The differential diagnosis for proliferating pilar cysts includes pilomatrixomas, squamous cell carcinomas, and malignant proliferating pilar tumors. Pilomatrixomas (or calcifying epitheliomas of Malherbe) are the most common adnexal skin tumors in the pediatric population and most commonly present on the head, neck, and arms.⁸ They also can manifest in adults. Pilomatrixomas are benign dermal-subcutaneous tumors encapsulated by connective tissue that are found on the hair matrix and are histologically characterized by basaloid cells, shadow (or ghost) cells, dystrophic calcifications, and giant cells.⁹ The amount of basaloid cells and shadow cells can vary. Tumor progression results in the enucleation of the basaloid cells to form eosinophilic shadow cells in which calcification can occur. Giant cell granulomas may form contiguous with the calcifications. Both proliferating pilar cysts and pilomatrixomas have a rolls and scrolls appearance on low-power microscopy, but the latter are differentiated by their shadow cells and basaloid areas (Figure 3).
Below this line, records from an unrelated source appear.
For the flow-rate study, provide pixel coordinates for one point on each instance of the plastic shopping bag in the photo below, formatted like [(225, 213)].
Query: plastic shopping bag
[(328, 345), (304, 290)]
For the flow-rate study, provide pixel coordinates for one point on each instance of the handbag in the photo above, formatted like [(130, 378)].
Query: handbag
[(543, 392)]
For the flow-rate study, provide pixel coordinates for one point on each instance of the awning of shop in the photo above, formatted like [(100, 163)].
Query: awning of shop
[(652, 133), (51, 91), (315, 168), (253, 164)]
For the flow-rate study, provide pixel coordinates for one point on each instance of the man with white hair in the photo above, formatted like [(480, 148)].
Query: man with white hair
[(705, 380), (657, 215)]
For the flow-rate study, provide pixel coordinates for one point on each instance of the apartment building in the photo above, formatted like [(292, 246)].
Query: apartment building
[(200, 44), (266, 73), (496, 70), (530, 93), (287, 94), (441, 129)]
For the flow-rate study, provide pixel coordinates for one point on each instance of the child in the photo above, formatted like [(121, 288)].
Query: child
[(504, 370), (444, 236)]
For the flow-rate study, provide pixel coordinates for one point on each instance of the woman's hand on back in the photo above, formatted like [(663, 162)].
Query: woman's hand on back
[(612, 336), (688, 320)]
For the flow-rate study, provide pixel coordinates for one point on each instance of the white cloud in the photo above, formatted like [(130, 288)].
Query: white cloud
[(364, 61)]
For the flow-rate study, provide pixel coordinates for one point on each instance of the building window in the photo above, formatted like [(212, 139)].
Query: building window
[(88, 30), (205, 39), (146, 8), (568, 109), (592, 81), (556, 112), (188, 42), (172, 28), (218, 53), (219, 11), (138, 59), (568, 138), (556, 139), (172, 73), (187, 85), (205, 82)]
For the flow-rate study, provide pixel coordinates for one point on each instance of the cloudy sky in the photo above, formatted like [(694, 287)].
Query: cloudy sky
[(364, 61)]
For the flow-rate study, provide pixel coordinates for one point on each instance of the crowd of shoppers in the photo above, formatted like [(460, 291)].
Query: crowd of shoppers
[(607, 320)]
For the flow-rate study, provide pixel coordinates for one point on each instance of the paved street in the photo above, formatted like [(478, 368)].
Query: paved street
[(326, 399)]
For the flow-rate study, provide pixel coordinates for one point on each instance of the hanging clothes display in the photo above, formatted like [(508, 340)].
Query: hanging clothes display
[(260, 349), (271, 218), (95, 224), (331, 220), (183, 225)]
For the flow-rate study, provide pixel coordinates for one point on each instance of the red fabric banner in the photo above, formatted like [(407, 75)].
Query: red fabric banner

FIGURE 3. Pilomatrixoma showing a sheet of basaloid cells surrounded by bright pink shadow cells (H&E, original magnification ×40).

Squamous cell carcinoma (SCC) is the second most common nonmelanoma skin cancer and more commonly affects men. Risk factors for SCC include immunosuppression and exposure to UV radiation. Histopathology of well-differentiated SCCs reveals invasive squamous cells with larger nuclei and a glassy appearance in addition to possible mitotic figures and keratin pearls (Figure 4). They typically manifest in sun-exposed areas such as the scalp, face, forearms, dorsal aspects of the hands, and lower legs.¹⁰ Proliferating pilar tumors often lack the nuclear atypia and invasive architecture of a well-differentiated SCC.

FIGURE 4. Well-differentiated squamous cell carcinoma showing abundant keratinization with a keratin pearl (arrow) and full-thickness atypia (H&E, original magnification ×20).

Features of malignant proliferating pilar tumors overlap with proliferating pilar cysts. In addition to the proliferative epithelium with abrupt trichilemmal keratinization that is typical of a proliferating pilar cyst, a malignant proliferating pilar tumor will demonstrate invasion into the surrounding tissue and lymph nodes, mitotic and architectural atypia, and necrosis (Figure 5).¹¹ Malignant proliferating pilar tumors grow rapidly, ranging in size from 1 to 10 cm, and may develop from pre-existing or proliferating pilar cysts or de novo.

FIGURE 5. Malignant proliferating pilar tumor showing cellular and mitotic atypia as well as areas of necrosis (H&E, original magnification ×40).

The development of multiple proliferating pilar cysts and thus increased risk for progression to malignant proliferating pilar tumors has been observed in patients with KID syndrome.⁶ Our case highlights the importance of early screening and recognition of proliferating pilar tumors in patients with this condition.